She should have thought this through, she realised as Quinn gave her outfit a scorching review. ‘That dress is shapeless.’
And thin. And she was only wearing paper knickers beneath her paper dress, while Quinn—alarmingly, surprisingly, incredibly—was dressed exactly as she would expect a sexy guy to dress for an evening out in the twenty-first century. He wore a crisp, white shirt with the sleeves rolled back to reveal his muscular, hair-shaded forearms, sharp jeans with an understated belt and the cleanest black shoes Magenta had ever seen. This, together with the craziest-coloured socks, she noticed now as he crossed his legs at the desk to lean back and stare at her—red, fuchsia-pink and black stripes—quirky, sexy, different. ‘Let me explain.’

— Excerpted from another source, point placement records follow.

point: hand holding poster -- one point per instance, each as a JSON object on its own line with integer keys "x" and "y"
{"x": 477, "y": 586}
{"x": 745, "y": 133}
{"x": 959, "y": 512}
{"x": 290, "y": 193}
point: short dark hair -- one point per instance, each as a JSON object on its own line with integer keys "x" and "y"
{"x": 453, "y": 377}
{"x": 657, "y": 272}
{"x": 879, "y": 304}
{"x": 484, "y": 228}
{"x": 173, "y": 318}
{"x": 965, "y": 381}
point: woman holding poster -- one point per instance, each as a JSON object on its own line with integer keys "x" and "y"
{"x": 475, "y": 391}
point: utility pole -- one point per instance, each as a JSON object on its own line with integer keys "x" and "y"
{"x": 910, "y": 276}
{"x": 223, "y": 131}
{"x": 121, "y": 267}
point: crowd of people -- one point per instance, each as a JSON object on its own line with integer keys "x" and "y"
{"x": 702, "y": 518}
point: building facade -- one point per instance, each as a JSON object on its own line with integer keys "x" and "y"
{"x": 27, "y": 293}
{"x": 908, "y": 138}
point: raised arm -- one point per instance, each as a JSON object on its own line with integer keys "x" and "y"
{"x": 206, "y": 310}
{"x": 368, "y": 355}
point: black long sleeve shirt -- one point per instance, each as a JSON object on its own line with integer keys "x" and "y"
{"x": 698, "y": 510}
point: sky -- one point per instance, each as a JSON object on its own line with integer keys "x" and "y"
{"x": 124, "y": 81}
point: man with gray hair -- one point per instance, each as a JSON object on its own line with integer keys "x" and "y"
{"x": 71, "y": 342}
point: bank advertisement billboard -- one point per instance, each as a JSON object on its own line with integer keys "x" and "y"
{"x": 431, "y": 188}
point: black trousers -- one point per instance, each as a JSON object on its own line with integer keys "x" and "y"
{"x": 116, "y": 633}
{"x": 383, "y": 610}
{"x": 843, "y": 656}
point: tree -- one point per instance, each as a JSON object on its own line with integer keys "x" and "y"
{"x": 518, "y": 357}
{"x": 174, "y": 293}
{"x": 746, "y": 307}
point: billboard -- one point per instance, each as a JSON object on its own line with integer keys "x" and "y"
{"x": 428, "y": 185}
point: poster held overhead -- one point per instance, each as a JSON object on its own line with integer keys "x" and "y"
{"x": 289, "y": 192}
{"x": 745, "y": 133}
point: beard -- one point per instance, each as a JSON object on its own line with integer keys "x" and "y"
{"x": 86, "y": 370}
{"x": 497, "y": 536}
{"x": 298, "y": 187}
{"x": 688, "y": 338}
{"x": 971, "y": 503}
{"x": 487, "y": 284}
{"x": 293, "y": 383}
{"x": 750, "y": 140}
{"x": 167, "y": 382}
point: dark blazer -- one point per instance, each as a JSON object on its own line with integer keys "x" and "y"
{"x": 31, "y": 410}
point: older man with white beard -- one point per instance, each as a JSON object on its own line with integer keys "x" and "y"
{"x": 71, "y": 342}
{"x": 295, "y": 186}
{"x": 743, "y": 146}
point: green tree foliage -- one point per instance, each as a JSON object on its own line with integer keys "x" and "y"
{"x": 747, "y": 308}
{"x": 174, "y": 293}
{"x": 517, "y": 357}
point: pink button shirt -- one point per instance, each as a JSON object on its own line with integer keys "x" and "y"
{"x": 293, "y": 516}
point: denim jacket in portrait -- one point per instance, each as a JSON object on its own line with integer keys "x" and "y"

‘Please do,’ Quinn invited dryly.
‘It’s a paper dress,’ she explained, running her hands down the offending garment. ‘So you can’t expect it to be cut in a sharp design. It’s meant to represent practicality.’
‘Well, I doubt it will ever take off in a big way, other than into a niche market. Something as ugly as that doesn’t deserve to last in the realms of fashion.’
‘Thanks for the vote of confidence. It’s one of the products your team was keen to promote, by the way.’
‘I hadn’t forgotten.’
Quinn’s eyes had lit—was that humour?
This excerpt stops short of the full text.